Prince Charming (プリンスチャーミング, Purinsuchāmingu) is a Japanese manga written and illustrated by Akemi Takaido. It is licensed in North America by Digital Manga Publishing, which released the first volume through its imprint June, on 24 October 2007, the second volume on 15 January 2008, and the last volume on 22 April 2008.

==Reception==
Leroy Douresseaux recommends the first volume to "readers who enjoy fiction set in the modern hook-up culture". Holly Ellingwood enjoyed Yuasa's "unkempt" character design. Briana Lawrence enjoyed the complexities of the story, despite not enjoying the art and not looking forward to a story featuring a student/teacher relationship.

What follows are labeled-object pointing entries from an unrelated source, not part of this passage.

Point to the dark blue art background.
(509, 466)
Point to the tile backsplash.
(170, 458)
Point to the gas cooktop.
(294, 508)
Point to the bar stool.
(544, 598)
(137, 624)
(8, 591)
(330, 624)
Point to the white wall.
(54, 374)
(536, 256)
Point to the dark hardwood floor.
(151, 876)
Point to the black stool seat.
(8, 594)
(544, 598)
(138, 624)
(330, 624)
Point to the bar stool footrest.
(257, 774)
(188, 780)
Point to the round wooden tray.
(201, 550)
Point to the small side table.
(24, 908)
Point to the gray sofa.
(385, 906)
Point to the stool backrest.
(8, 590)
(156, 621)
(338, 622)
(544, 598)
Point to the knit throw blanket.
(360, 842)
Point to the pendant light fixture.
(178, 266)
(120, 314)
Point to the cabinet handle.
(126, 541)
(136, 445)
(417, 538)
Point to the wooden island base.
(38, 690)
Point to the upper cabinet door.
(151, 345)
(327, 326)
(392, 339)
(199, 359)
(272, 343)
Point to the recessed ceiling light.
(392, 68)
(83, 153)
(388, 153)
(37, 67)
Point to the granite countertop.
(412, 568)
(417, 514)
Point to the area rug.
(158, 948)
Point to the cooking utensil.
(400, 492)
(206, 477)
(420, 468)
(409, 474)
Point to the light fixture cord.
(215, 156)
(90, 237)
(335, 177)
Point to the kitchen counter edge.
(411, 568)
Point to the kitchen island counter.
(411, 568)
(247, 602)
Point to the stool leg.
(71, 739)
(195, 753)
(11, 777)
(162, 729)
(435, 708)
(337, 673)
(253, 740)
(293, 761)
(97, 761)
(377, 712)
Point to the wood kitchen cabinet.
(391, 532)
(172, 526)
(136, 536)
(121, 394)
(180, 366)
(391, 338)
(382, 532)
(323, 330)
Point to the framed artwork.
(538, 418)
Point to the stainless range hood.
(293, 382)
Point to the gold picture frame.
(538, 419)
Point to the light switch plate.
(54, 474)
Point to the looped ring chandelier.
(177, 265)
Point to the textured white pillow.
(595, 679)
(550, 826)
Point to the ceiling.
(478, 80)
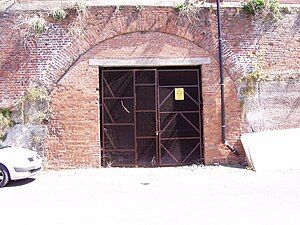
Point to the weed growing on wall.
(58, 14)
(28, 28)
(188, 10)
(77, 27)
(263, 8)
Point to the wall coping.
(149, 62)
(12, 5)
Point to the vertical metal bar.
(134, 119)
(223, 114)
(156, 118)
(102, 118)
(200, 113)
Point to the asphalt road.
(187, 195)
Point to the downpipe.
(222, 85)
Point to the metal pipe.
(222, 85)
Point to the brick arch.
(161, 20)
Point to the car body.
(17, 163)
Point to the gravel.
(182, 195)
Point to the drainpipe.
(223, 114)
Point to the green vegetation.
(264, 8)
(58, 14)
(37, 25)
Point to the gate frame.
(144, 64)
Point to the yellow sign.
(179, 94)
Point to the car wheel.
(4, 177)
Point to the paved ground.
(187, 195)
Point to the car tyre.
(4, 176)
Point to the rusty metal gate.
(151, 117)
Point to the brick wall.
(156, 32)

Writing about the second volume, she said "I cannot stress enough how great these characters are. Each one is believable and I'm in love with every single one of them. The plot is so... real!" For Leroy Douresseaux, the second volume "never really comes together", feeling more like "a collection of scenes" than a sustained narrative. Holly Ellingwood felt the second volume was "a great change of pace from the regular yaoi manga with its unexpected turns and unique comedic take on the situation of these four men". Briana Lawrence found some aspects of the ending disappointing, especially characters conveniently disappearing. Leroy Douressaux feels the final volume "has more talking than it does coupling" and compares it to Friends. Rachel Bentham felt Asahina was entertaining in the final volume because of his "backwards way of saying 'I love you.